Now, with supplies down, tariffs and Mother Nature may limit beef and cattle imports, maintaining upward pressure on prices. This week, the U.S. reinstituted a ban on cattle imports from Mexico because of concerns about screwworm, a flesh-eating larvae that can spread throughout cattle herds.
Prices Surge
Ground beef prices reached an average of $5.98 per pound in May, according to the Bureau of Labor Statistics. That’s a 16% increase from the same month a year ago and 46% higher than four years ago. A broader measure of retail beef prices, including steaks and roasts, from the U.S. Department of Agriculture shows a 17% increase since the beginning of 2023.

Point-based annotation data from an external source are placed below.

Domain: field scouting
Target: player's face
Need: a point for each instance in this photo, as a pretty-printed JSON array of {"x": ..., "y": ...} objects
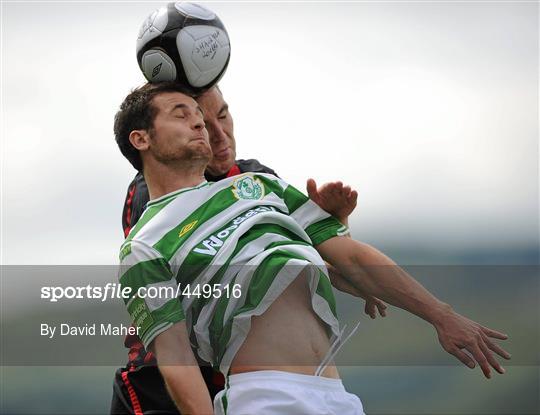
[
  {"x": 220, "y": 131},
  {"x": 178, "y": 132}
]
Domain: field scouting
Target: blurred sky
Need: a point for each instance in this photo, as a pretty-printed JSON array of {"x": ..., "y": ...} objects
[{"x": 429, "y": 109}]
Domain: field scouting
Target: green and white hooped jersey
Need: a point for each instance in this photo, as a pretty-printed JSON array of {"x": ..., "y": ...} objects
[{"x": 252, "y": 231}]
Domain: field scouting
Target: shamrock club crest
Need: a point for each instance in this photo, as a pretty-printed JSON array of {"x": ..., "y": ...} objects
[{"x": 247, "y": 187}]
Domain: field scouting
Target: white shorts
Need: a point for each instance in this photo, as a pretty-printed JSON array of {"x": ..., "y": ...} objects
[{"x": 271, "y": 392}]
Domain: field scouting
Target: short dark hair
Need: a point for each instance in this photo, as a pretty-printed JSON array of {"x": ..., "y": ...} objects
[{"x": 138, "y": 113}]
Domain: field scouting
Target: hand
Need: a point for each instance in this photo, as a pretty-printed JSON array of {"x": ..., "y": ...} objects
[
  {"x": 336, "y": 199},
  {"x": 457, "y": 332}
]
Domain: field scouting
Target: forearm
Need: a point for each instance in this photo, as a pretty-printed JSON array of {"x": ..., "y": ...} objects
[
  {"x": 181, "y": 372},
  {"x": 187, "y": 388},
  {"x": 376, "y": 275},
  {"x": 381, "y": 277}
]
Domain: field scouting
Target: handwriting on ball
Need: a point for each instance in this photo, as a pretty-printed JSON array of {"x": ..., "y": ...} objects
[{"x": 207, "y": 47}]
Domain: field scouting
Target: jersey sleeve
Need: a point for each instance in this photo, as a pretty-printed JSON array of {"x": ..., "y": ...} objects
[
  {"x": 135, "y": 202},
  {"x": 317, "y": 223},
  {"x": 152, "y": 302}
]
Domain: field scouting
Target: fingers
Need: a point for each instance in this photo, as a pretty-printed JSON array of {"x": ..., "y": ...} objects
[
  {"x": 370, "y": 309},
  {"x": 494, "y": 333},
  {"x": 382, "y": 308},
  {"x": 497, "y": 349},
  {"x": 311, "y": 188},
  {"x": 352, "y": 198},
  {"x": 481, "y": 359},
  {"x": 463, "y": 357},
  {"x": 490, "y": 358}
]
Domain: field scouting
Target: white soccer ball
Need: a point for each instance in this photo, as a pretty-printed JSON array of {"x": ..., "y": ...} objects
[{"x": 185, "y": 42}]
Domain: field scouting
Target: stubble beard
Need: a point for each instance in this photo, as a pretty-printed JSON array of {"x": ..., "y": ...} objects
[{"x": 186, "y": 158}]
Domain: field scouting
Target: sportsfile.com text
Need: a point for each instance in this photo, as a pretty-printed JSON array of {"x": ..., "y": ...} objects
[{"x": 116, "y": 291}]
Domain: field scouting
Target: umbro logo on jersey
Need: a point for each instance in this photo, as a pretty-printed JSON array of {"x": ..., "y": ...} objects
[
  {"x": 246, "y": 187},
  {"x": 187, "y": 228}
]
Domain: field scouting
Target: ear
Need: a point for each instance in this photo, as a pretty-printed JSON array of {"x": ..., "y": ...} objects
[{"x": 140, "y": 139}]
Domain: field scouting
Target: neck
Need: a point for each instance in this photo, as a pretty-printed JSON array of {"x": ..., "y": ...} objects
[{"x": 162, "y": 179}]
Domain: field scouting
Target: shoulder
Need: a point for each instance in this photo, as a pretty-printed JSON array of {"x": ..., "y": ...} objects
[{"x": 253, "y": 165}]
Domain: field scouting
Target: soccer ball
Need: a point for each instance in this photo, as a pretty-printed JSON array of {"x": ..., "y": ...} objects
[{"x": 185, "y": 42}]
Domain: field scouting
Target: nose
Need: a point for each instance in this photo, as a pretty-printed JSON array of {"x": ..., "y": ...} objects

Beef prices that have repeatedly scaled new all-time highs this year directly reflect the declining availability of cattle for slaughter. As of Jan. 1, U.S. cattle inventories were at the lowest level since 1952. Inventories have declined steadily since the pandemic.
As consumer demand has remained steady, the lower supply has pushed up prices at cattle auctions and prices for cattle fattened at feed yards. Feeder cattle and live cattle prices have surged 21% and 14% so far this year, and average prices for slaughter steers have reached record highs.
Limited Production
As cattle prices have risen, meatpackers in May dropped the number of animals they slaughtered for the first time during that month since at least 1970. Typically, slaughter increases in spring months as meatpackers prepare for summer grilling season demand.
As a result, the USDA in June lowered its 2025 U.S. beef production projection slightly, and production in 2026 now is forecast to fall 4% from this year, likely keeping a high floor on prices.
Beef imports have helped pick up some of the supply slack this year, with U.S. beef imports up 28% through April. However, import prices have surged, exacerbated by tariffs the Trump Administration has levied on key foreign markets. That could limit import demand moving forward.